Reanalyzing Head et al. (2015): No widespread p-hacking after all?
Statistical significance seeking (i.e., p-hacking) is a serious problem for the validity of research, especially if it occurs frequently. Head et al. provided evidence for widespread p-hacking throughout the sciences, which would indicate that the validity of science is in doubt. Previous substantive concerns about their selection of p-values indicated they were too liberal in selecting all reported p-values, which would result in including results that would not be interesting to have been p-hacked. Despite this liberal selection of p-values Head et al. found evidence for p-hacking, which raises the question why p-hacking was detected despite it being unlikely a priori. In this paper I reanalyze the original data and indicate Head et al. their results are an artefact of rounding in the reporting of p-values.
Megan Head and colleagues (Head 2015) provide a large collection of p-values that, from their perspective, indicates widespread statistical significance seeking (i.e., p-hacking) throughout the sciences. Concerns have been raised about their selection of p-values, which was deemed too liberal and unlikely to find p-hacking to begin with (Simonsohn 2015), which raises the question why evidence for p-hacking was found by Head et al. nonetheless. The analyses that form the basis of their conclusions operate on the tenet that p-hacked papers show p-value distributions that are left skew below .05 (Simonsohn 2014). In this paper I evaluate their selection choices and analytic strategy in the original paper and suggest that Head et al. found widespread p-hacking as an artefact of rounding. Analysis files for this paper are available at https://osf.io/sxafg/.
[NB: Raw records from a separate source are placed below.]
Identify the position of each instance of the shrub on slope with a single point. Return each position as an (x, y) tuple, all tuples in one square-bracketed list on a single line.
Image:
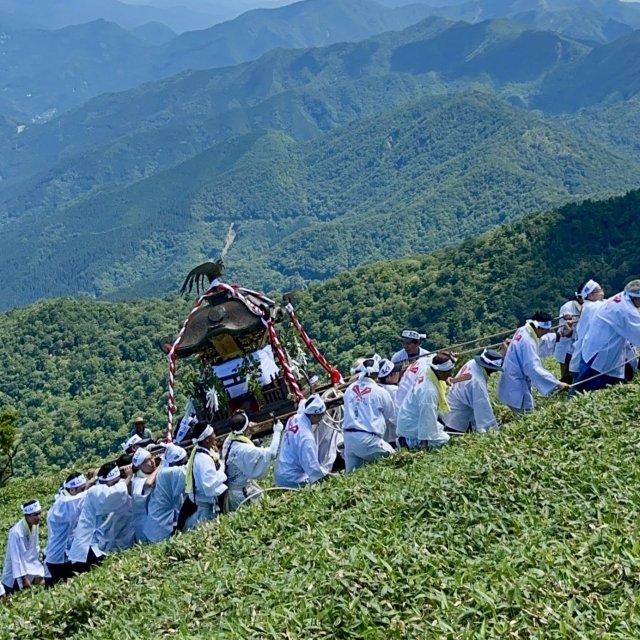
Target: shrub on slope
[(530, 532)]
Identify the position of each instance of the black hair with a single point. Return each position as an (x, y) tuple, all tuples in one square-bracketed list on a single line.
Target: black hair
[(541, 316), (199, 428), (441, 357), (106, 469), (73, 476)]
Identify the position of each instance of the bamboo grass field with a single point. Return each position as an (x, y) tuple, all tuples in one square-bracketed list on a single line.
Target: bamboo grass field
[(531, 532)]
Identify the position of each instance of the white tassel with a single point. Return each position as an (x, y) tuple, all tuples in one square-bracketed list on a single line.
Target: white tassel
[(213, 403)]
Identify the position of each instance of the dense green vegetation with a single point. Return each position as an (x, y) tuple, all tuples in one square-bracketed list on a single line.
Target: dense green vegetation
[(416, 178), (485, 284), (527, 533), (48, 71), (77, 370)]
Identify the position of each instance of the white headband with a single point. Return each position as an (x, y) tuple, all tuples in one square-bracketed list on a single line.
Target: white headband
[(31, 509), (363, 371), (114, 474), (204, 435), (139, 457), (76, 482), (134, 439), (589, 288), (497, 363), (314, 405), (410, 334), (445, 366), (244, 426)]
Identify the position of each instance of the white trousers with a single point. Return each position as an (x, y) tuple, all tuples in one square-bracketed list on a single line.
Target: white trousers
[(360, 447)]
The p-value distribution of a set of heterogeneous results, as collected by Head et al., should be a mixture distribution of only the uniform p-value distribution under the null hypothesis \(H_0\) and right-skew p-value distributions under the alternative hypothesis \(H_1\). Questionable, p-hacking behaviors affect the p-value distribution. An example is optional stopping, which causes a bump of p-values just below .05 only if the null hypothesis is true (Lakens 2014).
Head et al. correctly argue that an aggregate p-value distribution could show a bump below .05 if optional stopping under the null, or other behaviors seeking just significant results, occurs frequently. Consequently, a bump below .05 (i.e., left-skew), is a sufficient condition for the presence of specific forms of p-hacking. However, this bump below .05 is not a necessary condition, because other types of p-hacking do not cause such a bump. For example, one might use optional stopping when there is a true effect (Lakens 2014) or conduct multiple analyses, but only report that which yielded the smallest p-value. Therefore, if no bump is found, this does not exclude that p-hacking occurs at a large scale.
This paper is structured into three parts: (i) explaining the data analytic strategy of the reanalysis, (ii) reevaluating the evidence for left-skew p-hacking based on the reanalysis, and (iii) discussing the findings in light of the literature.
Head and colleagues their data analytic strategy focused on comparing frequencies in the last and penultimate bins from .05 at a binwidth of .005. Based on the tenet that p-hacking introduces a left-skew p-distribution (Simonsohn 2014), evidence for p-hacking is present if the last bin has a sufficiently higher frequency than the penultimate one in a binomial test. Applying the binomial test to two frequency bins has previously been used in publication bias research and is typically called a Caliper test (Gerber 2010, Kühberger 2014), applied here specifically to test for left-skew p-hacking.
The two panels in Fig 1 describe the selection of p-values in the original and current paper. The top panel shows the selection made by Head et al. (i.e., \(.04<p< .045\) versus \(.045<p<.05\)), where the right bin shows a slightly higher frequency than the left bin. This is the evidence Head et al. found for p-hacking. However, if we expand the range and look at the entire distribution, we see that this is an unrepresentative part of the distribution of significant p-values.